Phase Transformation Under High Pressure Radiates as a Double Couple Deep Earthquake

Abstract

AbstractDeep‐focus earthquakes (DFEs) originating at the Mantle‐Transition‐Zone (MTZ) (400–700 km) have a Double Couple (DC) radiation pattern similar to crustal earthquakes; however, their mechanism is different and governed by high pressures (15–25 GPa) at nucleation depths. We present a model of nucleation and growth of regions of phase transformation, undergoing a sudden reduction in volume (5%–10%), “volume collapse.” Successive symmetry‐breaking instabilities minimize the energy spent to move the boundary of phase discontinuity and a collapsing volume expands as a flattened pancake‐like self‐similarly expanding Eshelby ellipsoidal inclusion.
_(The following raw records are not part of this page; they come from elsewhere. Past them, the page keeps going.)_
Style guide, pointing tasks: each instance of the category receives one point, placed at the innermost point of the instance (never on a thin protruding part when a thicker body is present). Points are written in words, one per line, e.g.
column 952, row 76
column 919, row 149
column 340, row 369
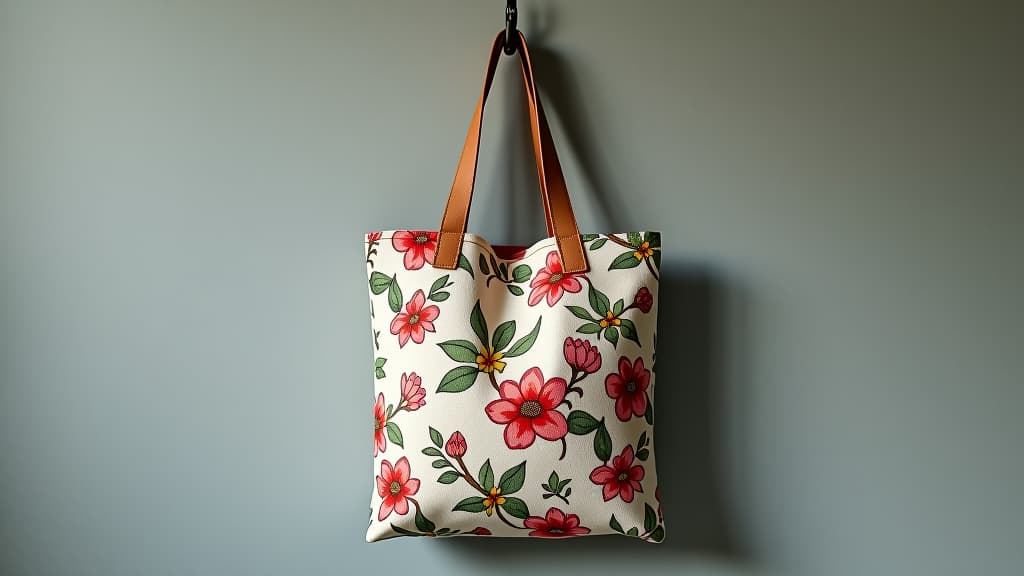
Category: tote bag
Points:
column 514, row 386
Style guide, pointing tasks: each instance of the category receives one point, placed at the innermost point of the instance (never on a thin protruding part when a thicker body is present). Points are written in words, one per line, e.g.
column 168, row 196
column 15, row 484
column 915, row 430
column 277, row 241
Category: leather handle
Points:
column 557, row 206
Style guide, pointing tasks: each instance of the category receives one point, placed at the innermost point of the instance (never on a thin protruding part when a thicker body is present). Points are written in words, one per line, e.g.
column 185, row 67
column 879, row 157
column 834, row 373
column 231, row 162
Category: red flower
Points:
column 380, row 421
column 643, row 300
column 555, row 525
column 629, row 387
column 621, row 479
column 416, row 321
column 456, row 446
column 419, row 246
column 528, row 409
column 582, row 356
column 394, row 486
column 551, row 282
column 412, row 393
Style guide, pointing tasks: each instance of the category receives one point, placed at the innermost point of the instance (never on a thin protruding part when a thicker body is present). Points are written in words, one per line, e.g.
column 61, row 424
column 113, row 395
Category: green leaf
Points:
column 512, row 480
column 449, row 477
column 503, row 334
column 464, row 264
column 602, row 443
column 379, row 282
column 613, row 524
column 479, row 324
column 516, row 507
column 394, row 435
column 658, row 534
column 521, row 273
column 582, row 313
column 422, row 524
column 598, row 300
column 486, row 476
column 404, row 532
column 523, row 344
column 438, row 284
column 649, row 518
column 624, row 260
column 611, row 334
column 582, row 423
column 471, row 504
column 629, row 330
column 459, row 379
column 394, row 295
column 460, row 351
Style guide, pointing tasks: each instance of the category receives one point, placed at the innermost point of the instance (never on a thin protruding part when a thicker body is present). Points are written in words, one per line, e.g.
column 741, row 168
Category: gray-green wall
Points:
column 183, row 315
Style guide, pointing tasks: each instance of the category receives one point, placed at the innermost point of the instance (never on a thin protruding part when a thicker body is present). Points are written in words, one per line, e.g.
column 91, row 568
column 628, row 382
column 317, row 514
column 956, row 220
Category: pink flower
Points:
column 456, row 446
column 552, row 282
column 413, row 393
column 395, row 486
column 643, row 300
column 416, row 321
column 556, row 524
column 419, row 246
column 621, row 479
column 582, row 356
column 380, row 422
column 528, row 409
column 629, row 387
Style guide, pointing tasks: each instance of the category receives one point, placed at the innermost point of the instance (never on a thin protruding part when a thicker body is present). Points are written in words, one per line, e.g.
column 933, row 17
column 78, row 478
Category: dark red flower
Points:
column 420, row 247
column 582, row 356
column 555, row 524
column 621, row 479
column 629, row 387
column 528, row 409
column 456, row 446
column 643, row 300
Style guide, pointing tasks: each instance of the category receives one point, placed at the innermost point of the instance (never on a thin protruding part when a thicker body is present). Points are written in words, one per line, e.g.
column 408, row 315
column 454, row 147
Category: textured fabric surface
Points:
column 512, row 399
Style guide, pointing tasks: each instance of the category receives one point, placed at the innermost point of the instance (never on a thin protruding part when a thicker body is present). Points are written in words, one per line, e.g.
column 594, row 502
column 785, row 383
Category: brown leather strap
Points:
column 557, row 206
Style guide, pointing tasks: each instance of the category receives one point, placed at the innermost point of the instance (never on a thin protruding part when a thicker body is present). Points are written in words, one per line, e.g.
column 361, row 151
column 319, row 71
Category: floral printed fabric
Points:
column 511, row 398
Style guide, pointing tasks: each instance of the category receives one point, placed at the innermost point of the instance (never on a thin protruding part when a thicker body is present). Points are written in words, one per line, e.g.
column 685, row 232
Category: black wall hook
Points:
column 511, row 34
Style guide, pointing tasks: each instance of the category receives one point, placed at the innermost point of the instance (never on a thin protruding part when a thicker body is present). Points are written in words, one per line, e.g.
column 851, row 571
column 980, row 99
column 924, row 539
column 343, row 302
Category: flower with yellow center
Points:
column 644, row 251
column 609, row 320
column 494, row 499
column 488, row 361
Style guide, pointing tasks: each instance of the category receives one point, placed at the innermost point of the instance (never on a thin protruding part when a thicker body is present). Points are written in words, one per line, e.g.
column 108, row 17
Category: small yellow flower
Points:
column 488, row 361
column 494, row 499
column 644, row 251
column 609, row 320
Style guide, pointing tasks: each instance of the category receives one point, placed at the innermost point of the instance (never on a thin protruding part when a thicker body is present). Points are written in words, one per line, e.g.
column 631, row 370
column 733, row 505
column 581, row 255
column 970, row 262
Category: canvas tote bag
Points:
column 514, row 386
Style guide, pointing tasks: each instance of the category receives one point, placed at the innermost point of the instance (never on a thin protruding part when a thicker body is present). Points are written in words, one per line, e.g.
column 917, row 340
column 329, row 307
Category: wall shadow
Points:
column 689, row 383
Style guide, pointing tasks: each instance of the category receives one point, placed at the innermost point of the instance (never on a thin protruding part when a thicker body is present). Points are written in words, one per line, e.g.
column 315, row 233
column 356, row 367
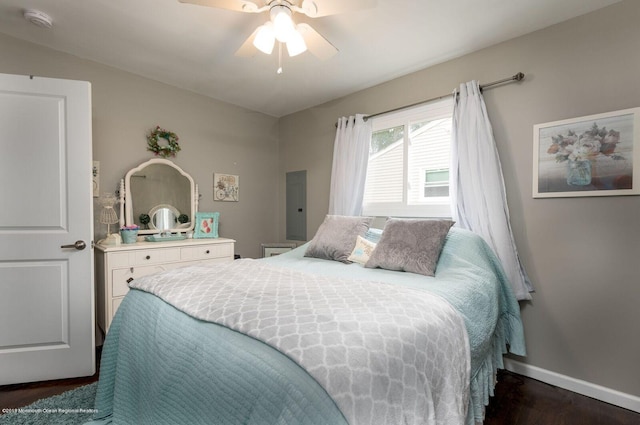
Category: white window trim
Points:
column 434, row 207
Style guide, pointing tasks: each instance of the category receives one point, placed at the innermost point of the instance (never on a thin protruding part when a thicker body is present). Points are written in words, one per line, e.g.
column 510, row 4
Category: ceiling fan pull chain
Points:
column 279, row 71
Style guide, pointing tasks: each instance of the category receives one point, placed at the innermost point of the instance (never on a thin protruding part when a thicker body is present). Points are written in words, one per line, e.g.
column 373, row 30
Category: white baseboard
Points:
column 598, row 392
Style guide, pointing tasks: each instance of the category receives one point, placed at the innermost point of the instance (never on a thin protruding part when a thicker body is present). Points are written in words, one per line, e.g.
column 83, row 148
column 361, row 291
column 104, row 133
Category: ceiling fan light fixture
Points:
column 282, row 23
column 296, row 44
column 265, row 38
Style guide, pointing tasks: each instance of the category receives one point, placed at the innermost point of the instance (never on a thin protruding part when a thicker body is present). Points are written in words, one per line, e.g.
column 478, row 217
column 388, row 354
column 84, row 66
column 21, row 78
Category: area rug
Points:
column 73, row 407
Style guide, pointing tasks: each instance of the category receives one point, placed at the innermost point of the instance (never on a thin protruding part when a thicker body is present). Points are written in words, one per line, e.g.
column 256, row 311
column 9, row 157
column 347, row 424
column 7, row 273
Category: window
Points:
column 408, row 173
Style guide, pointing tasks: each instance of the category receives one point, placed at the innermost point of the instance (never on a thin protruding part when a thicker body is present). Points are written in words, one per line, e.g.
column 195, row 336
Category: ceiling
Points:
column 192, row 47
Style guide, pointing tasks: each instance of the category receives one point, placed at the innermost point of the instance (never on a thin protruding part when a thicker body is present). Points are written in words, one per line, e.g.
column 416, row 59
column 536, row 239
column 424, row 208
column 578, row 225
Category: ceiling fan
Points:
column 280, row 27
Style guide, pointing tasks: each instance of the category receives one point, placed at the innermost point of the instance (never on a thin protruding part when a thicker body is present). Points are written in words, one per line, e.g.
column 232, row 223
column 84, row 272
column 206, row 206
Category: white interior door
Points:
column 46, row 291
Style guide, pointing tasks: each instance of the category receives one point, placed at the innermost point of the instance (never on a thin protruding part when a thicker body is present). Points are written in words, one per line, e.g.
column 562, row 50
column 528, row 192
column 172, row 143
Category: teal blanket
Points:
column 160, row 366
column 470, row 277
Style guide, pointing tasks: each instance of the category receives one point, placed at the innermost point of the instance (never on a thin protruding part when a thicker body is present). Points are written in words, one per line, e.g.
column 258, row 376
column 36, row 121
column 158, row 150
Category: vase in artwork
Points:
column 578, row 173
column 129, row 235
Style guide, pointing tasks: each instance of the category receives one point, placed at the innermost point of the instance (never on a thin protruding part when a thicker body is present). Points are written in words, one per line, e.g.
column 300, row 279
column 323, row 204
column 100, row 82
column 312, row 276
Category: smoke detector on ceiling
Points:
column 38, row 18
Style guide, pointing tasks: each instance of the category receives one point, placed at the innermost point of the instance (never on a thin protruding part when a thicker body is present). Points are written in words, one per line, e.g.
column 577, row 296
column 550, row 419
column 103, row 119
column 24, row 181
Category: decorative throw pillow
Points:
column 410, row 245
column 362, row 251
column 373, row 235
column 336, row 237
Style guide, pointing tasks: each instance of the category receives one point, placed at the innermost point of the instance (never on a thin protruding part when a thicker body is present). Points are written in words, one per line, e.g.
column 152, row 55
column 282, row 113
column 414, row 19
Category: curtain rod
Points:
column 518, row 77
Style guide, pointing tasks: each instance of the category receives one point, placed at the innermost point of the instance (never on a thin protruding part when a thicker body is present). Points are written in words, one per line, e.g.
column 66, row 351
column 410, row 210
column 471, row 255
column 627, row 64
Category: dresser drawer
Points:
column 155, row 256
column 207, row 252
column 121, row 277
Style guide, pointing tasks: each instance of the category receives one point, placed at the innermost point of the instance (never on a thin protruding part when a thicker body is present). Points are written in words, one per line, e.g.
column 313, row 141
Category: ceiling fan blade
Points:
column 237, row 5
column 316, row 44
column 247, row 49
column 318, row 8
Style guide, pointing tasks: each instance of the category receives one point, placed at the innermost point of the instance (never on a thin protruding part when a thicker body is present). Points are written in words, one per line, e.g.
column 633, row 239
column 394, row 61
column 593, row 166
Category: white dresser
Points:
column 116, row 266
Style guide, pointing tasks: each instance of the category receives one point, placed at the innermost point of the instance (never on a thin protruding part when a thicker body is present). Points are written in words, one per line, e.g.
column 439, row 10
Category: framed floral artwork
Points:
column 595, row 155
column 206, row 225
column 226, row 187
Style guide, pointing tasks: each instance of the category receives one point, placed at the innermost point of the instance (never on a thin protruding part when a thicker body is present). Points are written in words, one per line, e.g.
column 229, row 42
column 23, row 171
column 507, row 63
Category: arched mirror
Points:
column 160, row 197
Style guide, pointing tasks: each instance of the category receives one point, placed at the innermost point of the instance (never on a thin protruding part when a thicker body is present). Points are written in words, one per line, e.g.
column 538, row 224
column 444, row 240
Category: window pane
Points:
column 428, row 159
column 384, row 174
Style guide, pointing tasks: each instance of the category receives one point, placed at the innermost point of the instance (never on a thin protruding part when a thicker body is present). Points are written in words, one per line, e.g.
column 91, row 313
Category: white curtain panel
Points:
column 349, row 171
column 478, row 196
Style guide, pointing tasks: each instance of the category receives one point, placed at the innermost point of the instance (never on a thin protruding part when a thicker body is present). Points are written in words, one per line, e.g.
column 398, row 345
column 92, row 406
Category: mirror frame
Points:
column 128, row 201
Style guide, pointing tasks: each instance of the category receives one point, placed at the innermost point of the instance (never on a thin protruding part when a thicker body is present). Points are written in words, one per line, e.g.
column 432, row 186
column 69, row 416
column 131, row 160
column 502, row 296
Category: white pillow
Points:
column 362, row 250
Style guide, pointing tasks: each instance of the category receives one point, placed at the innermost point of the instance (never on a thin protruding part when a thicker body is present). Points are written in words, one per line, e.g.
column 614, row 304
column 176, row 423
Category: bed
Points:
column 348, row 343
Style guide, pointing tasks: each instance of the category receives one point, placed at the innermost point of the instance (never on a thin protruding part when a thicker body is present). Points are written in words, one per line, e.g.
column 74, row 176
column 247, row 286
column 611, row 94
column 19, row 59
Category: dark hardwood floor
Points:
column 518, row 401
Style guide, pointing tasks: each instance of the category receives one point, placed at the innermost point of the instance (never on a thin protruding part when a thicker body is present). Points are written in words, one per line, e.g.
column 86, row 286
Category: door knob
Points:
column 79, row 245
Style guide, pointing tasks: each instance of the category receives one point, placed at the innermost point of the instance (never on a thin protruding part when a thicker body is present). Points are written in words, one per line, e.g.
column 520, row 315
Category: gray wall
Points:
column 583, row 254
column 214, row 137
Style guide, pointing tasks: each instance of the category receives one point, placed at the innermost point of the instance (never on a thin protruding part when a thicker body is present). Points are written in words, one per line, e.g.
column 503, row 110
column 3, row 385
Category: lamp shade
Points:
column 296, row 44
column 265, row 38
column 282, row 23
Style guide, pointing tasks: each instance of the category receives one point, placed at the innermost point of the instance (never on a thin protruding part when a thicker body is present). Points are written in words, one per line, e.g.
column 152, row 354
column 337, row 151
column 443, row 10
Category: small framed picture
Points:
column 206, row 225
column 595, row 155
column 226, row 187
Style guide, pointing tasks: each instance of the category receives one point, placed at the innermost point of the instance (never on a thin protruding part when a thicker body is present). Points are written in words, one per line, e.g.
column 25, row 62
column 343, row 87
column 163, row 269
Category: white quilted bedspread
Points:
column 386, row 354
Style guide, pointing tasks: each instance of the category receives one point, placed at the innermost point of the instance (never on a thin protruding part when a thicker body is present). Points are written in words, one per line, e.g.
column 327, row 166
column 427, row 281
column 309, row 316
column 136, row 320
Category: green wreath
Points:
column 170, row 149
At the vanishing of the M integral, expressing the balance of flows of energy across the inclusion boundary, at a critical value of the pressure, an arbitrarily small inclusion nucleates and grows at constant potential energy driven by the pressure acting on the change in volume. The inclusion develops shear eigenstrains that decompose into two DC, placing one on the basal plane to radiate without energy losses. The symmetric volume collapse radiates out as an anti‐symmetric DC, and the radiated energy is obtained as the “excess energy,” of the ambient pressure acting on the “volume collapse,” reduced by the energy consumed for the growth of the pancake surfaces, with a “pressure drop” (p0 − pcr) driving the expansion emitting a DC, even under full isotropy. The solution explains some features of the DFEs, (a) the DC radiation, (b) their large energies (the Mw 8.3 Okhotsk earthquake [2013]), (c) the absence of volumetric radiation, and (d) why they can originate in the MTZ, a long‐standing open problem.